While I appreciate UNION may be more performant for certain RDBMSes and certain table schemas, this is not categorically true as the author suggestions.

Question

Am I wrong?


Solution

  • Either the article you read used a bad example, or you misinterpreted their point.

    select username from users where company = 'bbc' or company = 'itv';
    

    This is equivalent to:

    select username from users where company IN ('bbc', 'itv');
    

    MySQL can use an index on company for this query just fine. There's no need to do any UNION.

    The more tricky case is where you have an OR condition that involves two different columns.

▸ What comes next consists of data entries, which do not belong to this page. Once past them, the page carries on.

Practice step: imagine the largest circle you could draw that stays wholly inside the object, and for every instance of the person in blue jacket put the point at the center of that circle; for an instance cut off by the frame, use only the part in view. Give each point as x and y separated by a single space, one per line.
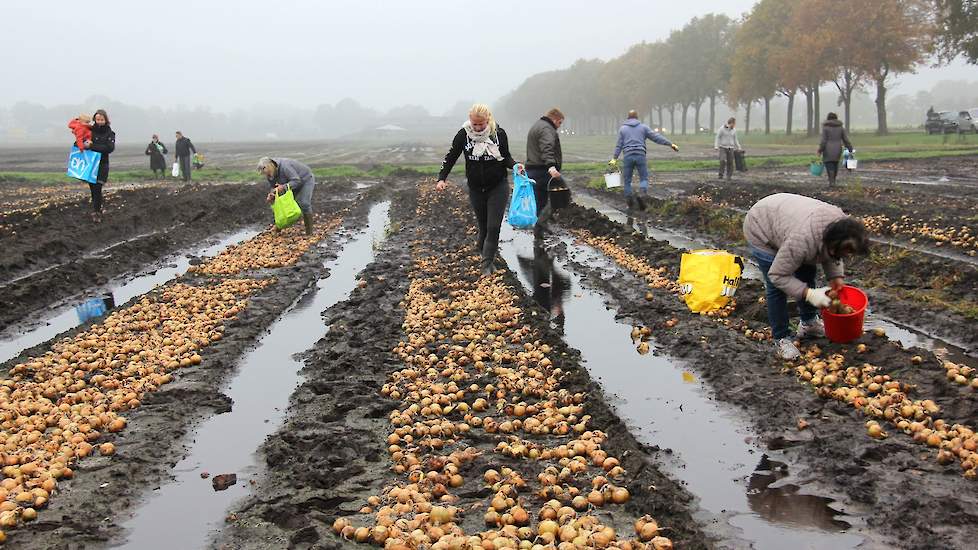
631 143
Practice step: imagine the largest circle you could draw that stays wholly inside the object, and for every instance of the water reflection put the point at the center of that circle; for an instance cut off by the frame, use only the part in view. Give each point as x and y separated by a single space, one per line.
550 285
94 307
783 504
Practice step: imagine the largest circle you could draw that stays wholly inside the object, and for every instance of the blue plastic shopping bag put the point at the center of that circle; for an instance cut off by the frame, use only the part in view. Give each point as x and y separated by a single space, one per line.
523 207
83 165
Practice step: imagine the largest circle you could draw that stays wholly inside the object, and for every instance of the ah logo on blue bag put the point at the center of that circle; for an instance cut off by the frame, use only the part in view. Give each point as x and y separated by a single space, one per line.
83 165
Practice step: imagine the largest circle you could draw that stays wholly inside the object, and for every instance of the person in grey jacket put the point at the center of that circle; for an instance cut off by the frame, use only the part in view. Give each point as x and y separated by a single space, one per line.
285 173
631 142
726 143
543 161
788 235
834 136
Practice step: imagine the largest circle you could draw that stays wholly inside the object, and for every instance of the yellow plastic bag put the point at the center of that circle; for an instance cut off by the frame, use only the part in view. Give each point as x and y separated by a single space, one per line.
708 279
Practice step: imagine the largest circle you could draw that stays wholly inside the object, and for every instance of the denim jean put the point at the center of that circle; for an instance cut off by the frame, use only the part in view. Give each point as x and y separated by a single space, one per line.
777 301
631 162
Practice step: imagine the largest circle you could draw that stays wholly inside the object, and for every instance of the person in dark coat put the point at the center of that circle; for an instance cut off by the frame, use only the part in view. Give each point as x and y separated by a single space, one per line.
103 141
487 161
184 150
543 162
834 136
157 161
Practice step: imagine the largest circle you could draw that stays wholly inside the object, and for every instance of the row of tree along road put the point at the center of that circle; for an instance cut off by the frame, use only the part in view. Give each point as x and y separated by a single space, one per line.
788 48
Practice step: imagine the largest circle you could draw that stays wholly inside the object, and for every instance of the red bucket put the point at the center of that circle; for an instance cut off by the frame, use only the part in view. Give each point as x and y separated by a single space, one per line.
844 328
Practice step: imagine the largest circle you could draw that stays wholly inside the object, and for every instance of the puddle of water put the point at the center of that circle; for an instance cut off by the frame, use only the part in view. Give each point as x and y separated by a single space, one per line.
120 291
266 378
665 411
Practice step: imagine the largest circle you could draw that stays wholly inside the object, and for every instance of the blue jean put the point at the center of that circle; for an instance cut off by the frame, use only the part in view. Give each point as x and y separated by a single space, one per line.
631 162
777 301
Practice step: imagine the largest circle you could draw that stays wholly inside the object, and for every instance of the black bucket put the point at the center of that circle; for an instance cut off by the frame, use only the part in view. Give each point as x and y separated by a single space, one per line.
559 194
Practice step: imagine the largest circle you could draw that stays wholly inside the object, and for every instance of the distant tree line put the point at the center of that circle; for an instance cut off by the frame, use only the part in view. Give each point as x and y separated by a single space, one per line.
786 49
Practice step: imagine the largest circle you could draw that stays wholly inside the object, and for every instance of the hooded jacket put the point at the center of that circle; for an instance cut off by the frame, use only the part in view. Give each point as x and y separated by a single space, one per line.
543 146
483 172
791 228
834 135
632 136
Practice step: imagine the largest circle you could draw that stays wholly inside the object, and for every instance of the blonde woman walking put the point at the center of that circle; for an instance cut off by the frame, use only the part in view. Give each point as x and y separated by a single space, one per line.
487 162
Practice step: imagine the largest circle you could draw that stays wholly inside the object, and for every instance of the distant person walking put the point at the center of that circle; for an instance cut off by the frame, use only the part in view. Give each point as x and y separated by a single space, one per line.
156 151
487 161
184 150
788 235
727 143
631 143
834 136
291 174
543 162
103 141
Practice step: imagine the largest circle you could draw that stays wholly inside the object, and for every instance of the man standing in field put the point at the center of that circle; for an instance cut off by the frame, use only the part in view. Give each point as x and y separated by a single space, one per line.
631 142
543 161
183 149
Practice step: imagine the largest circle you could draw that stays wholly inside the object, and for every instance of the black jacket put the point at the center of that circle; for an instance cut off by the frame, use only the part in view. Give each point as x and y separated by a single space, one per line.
103 141
183 147
156 160
543 145
484 172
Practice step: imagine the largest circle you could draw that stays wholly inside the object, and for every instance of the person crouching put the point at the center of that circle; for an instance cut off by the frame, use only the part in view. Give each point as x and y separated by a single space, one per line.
285 173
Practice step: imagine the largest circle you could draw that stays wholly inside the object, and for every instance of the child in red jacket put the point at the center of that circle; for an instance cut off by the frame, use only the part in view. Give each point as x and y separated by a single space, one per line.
82 128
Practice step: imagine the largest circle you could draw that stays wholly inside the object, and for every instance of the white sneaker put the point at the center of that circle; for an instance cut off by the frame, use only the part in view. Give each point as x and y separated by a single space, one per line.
811 329
785 348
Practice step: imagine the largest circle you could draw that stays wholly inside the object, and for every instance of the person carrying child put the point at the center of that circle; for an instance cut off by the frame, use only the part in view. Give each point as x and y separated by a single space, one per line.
81 127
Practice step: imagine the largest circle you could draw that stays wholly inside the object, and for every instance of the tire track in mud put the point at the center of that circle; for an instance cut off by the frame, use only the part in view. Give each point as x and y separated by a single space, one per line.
163 380
347 451
874 381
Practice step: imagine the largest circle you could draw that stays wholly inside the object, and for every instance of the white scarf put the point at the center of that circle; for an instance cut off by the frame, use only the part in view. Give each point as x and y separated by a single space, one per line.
482 142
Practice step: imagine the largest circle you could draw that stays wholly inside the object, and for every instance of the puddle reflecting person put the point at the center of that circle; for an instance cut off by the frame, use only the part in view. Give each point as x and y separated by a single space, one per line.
726 143
788 235
834 136
157 159
631 143
102 141
543 162
487 164
287 173
182 149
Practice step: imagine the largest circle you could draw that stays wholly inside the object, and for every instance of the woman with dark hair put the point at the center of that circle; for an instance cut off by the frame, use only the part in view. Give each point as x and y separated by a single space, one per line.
487 160
834 136
103 141
157 161
788 235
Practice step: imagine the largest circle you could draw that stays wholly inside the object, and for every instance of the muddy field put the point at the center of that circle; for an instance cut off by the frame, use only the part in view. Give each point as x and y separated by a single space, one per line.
366 384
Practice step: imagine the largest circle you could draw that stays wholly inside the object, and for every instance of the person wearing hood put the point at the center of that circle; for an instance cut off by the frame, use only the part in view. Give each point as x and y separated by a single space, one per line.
156 151
631 143
543 162
788 236
487 162
283 174
102 141
726 143
834 136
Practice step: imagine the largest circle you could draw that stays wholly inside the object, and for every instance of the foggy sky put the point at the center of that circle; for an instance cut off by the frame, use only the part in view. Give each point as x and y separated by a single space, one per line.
228 54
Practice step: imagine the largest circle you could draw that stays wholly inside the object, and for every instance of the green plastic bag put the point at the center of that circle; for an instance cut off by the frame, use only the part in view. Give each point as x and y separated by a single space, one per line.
286 210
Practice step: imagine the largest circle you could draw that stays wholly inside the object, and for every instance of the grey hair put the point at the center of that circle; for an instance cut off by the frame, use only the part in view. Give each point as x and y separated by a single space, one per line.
265 161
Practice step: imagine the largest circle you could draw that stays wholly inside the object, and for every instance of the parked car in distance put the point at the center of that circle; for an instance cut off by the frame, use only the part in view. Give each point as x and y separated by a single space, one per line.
944 122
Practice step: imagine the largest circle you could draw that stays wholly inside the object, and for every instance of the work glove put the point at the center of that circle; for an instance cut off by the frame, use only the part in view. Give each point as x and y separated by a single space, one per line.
818 297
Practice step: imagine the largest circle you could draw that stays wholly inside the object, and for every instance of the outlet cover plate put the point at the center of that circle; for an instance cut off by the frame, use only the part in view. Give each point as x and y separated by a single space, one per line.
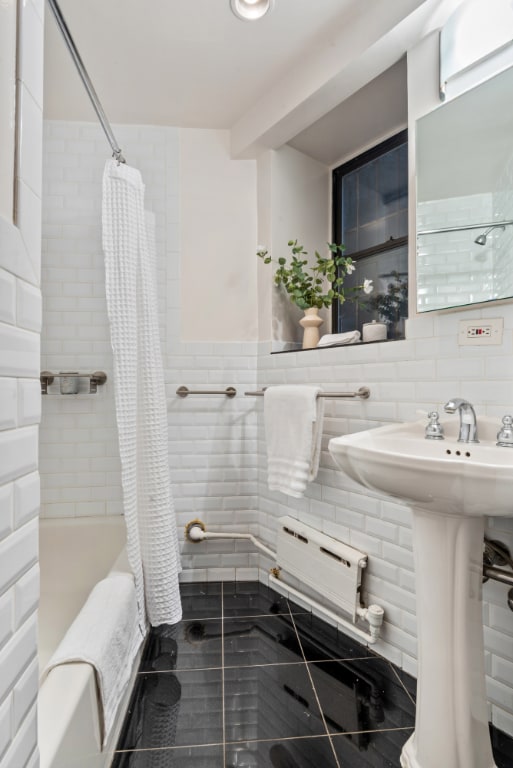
481 331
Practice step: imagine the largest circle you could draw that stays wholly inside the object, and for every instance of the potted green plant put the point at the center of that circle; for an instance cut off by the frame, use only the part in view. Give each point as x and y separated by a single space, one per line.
313 286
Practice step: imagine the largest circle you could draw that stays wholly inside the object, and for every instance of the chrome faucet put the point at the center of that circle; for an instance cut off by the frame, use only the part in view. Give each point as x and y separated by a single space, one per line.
468 424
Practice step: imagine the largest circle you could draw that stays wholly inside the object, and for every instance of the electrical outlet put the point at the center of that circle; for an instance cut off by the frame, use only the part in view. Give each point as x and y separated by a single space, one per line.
485 331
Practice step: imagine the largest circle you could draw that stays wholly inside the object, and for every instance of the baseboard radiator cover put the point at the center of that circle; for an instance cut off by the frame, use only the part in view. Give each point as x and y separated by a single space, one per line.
329 567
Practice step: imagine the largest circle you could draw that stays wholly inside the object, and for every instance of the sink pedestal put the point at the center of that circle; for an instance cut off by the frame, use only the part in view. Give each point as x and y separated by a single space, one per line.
451 728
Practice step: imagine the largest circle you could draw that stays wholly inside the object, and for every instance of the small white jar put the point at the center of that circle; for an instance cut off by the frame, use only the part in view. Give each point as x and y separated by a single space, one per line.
374 331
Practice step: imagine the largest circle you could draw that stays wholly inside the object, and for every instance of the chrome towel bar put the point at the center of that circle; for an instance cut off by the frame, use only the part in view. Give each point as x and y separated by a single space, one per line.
363 392
184 391
98 377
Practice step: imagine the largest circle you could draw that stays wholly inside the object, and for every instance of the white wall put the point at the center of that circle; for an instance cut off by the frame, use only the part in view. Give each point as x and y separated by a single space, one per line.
212 440
20 321
217 450
298 204
218 199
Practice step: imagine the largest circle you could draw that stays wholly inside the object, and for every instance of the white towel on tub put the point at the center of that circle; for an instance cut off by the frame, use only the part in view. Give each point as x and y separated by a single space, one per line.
106 635
293 417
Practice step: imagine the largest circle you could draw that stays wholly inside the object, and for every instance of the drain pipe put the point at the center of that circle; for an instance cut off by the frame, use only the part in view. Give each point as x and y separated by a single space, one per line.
195 531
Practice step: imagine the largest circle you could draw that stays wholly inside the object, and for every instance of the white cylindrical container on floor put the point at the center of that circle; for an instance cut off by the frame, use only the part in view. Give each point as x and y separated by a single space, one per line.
374 331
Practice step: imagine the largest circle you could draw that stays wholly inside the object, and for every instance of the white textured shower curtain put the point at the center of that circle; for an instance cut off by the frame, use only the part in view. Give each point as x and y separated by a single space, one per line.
141 412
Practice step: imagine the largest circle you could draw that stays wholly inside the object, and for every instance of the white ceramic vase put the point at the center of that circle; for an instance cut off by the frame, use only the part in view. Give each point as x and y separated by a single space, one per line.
310 323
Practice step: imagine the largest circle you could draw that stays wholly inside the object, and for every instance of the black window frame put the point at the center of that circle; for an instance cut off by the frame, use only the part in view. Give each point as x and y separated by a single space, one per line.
338 174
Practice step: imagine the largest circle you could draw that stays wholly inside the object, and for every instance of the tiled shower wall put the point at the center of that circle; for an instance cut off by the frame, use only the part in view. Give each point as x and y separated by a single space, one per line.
20 323
212 440
407 378
217 451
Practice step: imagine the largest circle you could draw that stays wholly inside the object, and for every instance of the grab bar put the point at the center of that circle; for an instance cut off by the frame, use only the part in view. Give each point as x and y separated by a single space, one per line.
363 392
185 391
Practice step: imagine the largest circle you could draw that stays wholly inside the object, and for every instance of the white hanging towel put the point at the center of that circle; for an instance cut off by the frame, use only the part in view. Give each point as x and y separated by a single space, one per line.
293 428
106 635
152 542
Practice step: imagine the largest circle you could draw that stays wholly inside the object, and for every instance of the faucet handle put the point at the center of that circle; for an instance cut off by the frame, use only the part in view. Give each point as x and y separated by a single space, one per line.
434 430
505 434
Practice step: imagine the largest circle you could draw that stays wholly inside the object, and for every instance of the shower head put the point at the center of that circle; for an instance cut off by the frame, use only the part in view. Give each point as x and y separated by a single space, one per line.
481 239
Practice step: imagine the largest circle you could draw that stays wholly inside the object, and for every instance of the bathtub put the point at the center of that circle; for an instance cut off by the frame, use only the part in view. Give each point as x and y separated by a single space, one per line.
75 553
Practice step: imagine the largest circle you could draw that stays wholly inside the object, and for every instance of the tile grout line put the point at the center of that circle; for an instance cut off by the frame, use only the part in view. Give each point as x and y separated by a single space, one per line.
313 687
223 677
403 685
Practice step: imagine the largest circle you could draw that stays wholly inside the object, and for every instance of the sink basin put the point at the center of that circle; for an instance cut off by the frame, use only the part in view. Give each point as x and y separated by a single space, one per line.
470 479
450 487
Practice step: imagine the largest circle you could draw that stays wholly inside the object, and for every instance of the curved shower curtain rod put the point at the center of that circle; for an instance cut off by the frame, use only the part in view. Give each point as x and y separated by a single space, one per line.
70 44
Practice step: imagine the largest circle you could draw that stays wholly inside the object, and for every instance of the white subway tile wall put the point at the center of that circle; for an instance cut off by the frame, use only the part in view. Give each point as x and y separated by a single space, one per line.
212 440
216 445
20 323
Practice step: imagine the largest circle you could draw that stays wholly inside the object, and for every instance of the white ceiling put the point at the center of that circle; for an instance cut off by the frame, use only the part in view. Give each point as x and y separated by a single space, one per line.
187 63
293 75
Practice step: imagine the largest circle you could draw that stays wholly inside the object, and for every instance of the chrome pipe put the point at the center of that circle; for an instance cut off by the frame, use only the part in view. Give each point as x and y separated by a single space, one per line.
72 48
462 228
498 574
185 391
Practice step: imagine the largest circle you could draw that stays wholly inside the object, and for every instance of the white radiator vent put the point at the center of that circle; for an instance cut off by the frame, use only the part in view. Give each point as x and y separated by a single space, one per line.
330 567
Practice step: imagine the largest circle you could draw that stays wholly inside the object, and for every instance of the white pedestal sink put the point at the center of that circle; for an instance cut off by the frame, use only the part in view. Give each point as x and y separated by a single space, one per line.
450 488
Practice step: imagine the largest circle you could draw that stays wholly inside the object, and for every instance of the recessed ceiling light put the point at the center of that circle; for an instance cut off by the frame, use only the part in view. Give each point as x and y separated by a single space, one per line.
250 10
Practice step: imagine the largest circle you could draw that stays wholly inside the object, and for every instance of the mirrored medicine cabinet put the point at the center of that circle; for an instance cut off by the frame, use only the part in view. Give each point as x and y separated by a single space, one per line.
464 157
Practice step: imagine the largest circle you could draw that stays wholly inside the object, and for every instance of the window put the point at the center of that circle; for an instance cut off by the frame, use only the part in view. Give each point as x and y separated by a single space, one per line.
370 217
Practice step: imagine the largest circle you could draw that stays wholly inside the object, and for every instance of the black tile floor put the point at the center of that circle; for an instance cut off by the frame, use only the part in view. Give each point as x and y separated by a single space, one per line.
249 680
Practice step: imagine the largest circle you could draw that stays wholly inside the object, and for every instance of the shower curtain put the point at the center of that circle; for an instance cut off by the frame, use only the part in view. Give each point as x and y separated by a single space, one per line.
152 542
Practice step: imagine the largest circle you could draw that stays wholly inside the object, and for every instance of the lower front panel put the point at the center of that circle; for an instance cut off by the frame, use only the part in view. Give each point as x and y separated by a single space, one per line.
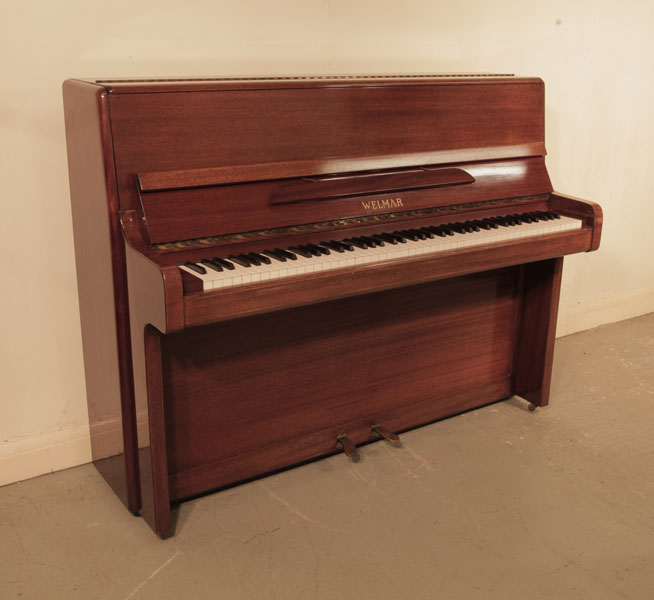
248 396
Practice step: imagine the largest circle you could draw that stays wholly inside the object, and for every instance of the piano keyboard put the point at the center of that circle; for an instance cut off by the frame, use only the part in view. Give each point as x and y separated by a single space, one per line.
222 272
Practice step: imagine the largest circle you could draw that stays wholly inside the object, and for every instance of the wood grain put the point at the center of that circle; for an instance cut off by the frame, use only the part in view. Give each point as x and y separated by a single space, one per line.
210 388
248 384
102 289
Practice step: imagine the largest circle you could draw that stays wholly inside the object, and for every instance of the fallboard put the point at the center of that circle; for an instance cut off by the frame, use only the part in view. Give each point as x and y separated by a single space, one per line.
226 207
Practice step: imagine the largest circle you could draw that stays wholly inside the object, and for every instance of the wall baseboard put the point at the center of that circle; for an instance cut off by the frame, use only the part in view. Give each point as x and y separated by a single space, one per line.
36 455
583 316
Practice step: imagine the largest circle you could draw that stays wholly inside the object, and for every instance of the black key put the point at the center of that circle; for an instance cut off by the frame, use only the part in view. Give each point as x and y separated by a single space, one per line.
239 260
520 219
421 234
382 238
196 268
397 236
481 224
343 244
301 251
436 231
425 230
288 254
407 234
276 254
457 227
500 222
263 259
371 240
309 250
359 243
313 249
223 263
251 258
332 246
212 265
319 249
446 229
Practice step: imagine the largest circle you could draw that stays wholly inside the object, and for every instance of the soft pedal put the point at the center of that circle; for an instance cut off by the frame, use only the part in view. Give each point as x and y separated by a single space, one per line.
348 446
386 434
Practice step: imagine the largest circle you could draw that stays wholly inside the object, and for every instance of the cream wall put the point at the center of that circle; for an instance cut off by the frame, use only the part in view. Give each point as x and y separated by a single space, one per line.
595 57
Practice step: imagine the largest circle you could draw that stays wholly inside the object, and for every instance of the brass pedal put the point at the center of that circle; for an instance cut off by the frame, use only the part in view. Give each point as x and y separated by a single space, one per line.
386 434
348 446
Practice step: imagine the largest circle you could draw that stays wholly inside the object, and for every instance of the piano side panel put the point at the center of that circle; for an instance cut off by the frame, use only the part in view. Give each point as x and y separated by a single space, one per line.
102 289
172 130
256 394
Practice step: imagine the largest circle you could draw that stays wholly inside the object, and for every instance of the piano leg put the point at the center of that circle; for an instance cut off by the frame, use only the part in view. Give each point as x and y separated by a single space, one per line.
540 284
153 456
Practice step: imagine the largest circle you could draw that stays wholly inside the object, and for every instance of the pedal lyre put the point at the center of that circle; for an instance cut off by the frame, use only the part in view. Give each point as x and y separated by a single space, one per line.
386 434
348 446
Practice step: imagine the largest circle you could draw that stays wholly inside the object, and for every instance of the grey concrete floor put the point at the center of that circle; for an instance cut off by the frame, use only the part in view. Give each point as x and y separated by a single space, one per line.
495 503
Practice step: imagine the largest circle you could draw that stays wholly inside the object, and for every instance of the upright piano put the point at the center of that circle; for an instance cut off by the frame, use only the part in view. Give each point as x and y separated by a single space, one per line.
276 269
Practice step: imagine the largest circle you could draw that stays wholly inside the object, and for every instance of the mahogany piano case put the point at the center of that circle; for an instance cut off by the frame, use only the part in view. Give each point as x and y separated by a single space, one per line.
272 270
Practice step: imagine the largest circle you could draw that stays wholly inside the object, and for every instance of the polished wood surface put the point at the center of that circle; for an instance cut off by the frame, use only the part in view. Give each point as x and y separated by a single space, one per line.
102 288
213 210
289 124
216 387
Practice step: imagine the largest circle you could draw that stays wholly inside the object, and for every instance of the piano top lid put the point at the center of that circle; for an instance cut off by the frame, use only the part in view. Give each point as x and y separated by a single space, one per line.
168 84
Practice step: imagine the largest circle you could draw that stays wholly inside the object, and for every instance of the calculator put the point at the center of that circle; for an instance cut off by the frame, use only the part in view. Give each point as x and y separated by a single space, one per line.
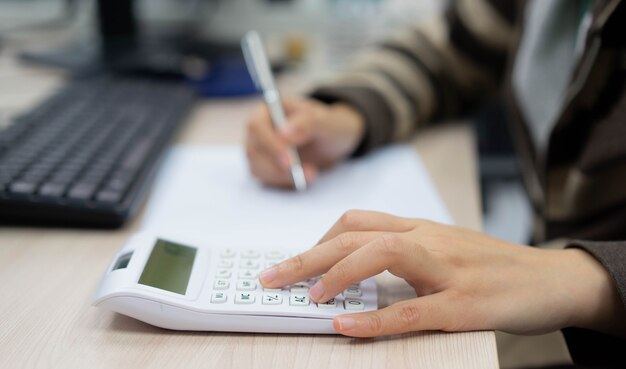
182 284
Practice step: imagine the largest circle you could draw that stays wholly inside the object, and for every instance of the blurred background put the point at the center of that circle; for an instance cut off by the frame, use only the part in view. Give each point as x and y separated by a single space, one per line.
308 37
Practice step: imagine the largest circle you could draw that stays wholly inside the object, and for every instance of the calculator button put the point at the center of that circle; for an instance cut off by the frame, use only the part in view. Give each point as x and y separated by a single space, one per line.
272 290
223 273
218 297
228 253
225 263
246 285
249 264
272 299
244 298
353 292
248 274
301 288
328 304
274 255
298 300
221 284
250 254
353 304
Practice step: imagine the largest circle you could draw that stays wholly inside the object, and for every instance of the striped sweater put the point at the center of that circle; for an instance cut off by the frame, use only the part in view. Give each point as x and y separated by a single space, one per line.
577 181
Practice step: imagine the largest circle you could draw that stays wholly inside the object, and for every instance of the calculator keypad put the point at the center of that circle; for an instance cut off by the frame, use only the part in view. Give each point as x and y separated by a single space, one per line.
236 275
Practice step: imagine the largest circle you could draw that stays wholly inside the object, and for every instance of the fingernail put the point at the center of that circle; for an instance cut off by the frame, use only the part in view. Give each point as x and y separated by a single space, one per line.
285 162
317 291
268 275
345 323
288 130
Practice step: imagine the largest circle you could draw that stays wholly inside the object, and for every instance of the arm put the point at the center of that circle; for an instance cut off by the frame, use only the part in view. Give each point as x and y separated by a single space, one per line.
464 280
589 347
426 73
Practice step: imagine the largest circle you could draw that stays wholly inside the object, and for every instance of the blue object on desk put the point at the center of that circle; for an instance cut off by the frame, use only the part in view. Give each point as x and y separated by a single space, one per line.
224 77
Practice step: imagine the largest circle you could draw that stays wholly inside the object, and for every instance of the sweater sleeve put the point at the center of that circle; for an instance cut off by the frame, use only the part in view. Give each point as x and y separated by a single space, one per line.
592 349
432 71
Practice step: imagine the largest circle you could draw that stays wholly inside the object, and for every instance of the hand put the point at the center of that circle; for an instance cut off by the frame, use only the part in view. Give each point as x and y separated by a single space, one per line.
323 134
464 280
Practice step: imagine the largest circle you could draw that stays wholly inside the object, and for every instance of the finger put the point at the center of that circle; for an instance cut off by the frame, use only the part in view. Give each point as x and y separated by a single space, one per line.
316 260
371 259
263 137
266 169
361 220
432 312
299 129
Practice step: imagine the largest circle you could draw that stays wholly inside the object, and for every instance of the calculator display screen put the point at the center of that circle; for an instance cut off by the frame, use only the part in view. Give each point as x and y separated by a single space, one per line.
169 267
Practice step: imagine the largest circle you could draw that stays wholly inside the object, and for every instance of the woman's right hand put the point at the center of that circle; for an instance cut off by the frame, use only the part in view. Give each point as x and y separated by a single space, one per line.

    select username from users where company = 'bbc' or city = 'London';
    

    Suppose there's an index on company and a separate index on city. Given that MySQL usually uses only one index per table in a given query, which index should it use? If it uses the index on company, it would still have to do a table-scan to find rows where city is London. If it uses the index on city, it would have to do a table-scan for rows where company is bbc.

    The UNION solution is for this type of case.

    select username from users where company = 'bbc' 
    union
    select username from users where city = 'London';
    

    Now each sub-query can use the index for its search, and the results of the subquery are combined by the UNION.

    An anonymous user proposed an edit to my answer above, but a moderator rejected the edit. It should have been a comment, not an edit. The claim of the proposed edit was that UNION has to sort the result set to eliminate duplicate rows. This makes the query run slower, and the index optimization is therefore a wash.

    UNION does have to eliminate duplicates, and to do that it sorts the result set, so there is some overhead. But it usually only has to sort a small result set.

    There might be cases where the WHERE clauses match a significant portion of the table, and sorting during UNION is as expensive as simply doing the table-scan. But it's more common for the result set to be reduced by the indexed searches, so the sorting of a small set of rows is much less costly than the table-scan of a large set of rows.

    The difference depends on the data in the table, and the terms being searched. The only way to determine the best solution for a given query is to try both methods in the MySQL query profiler and compare their performance.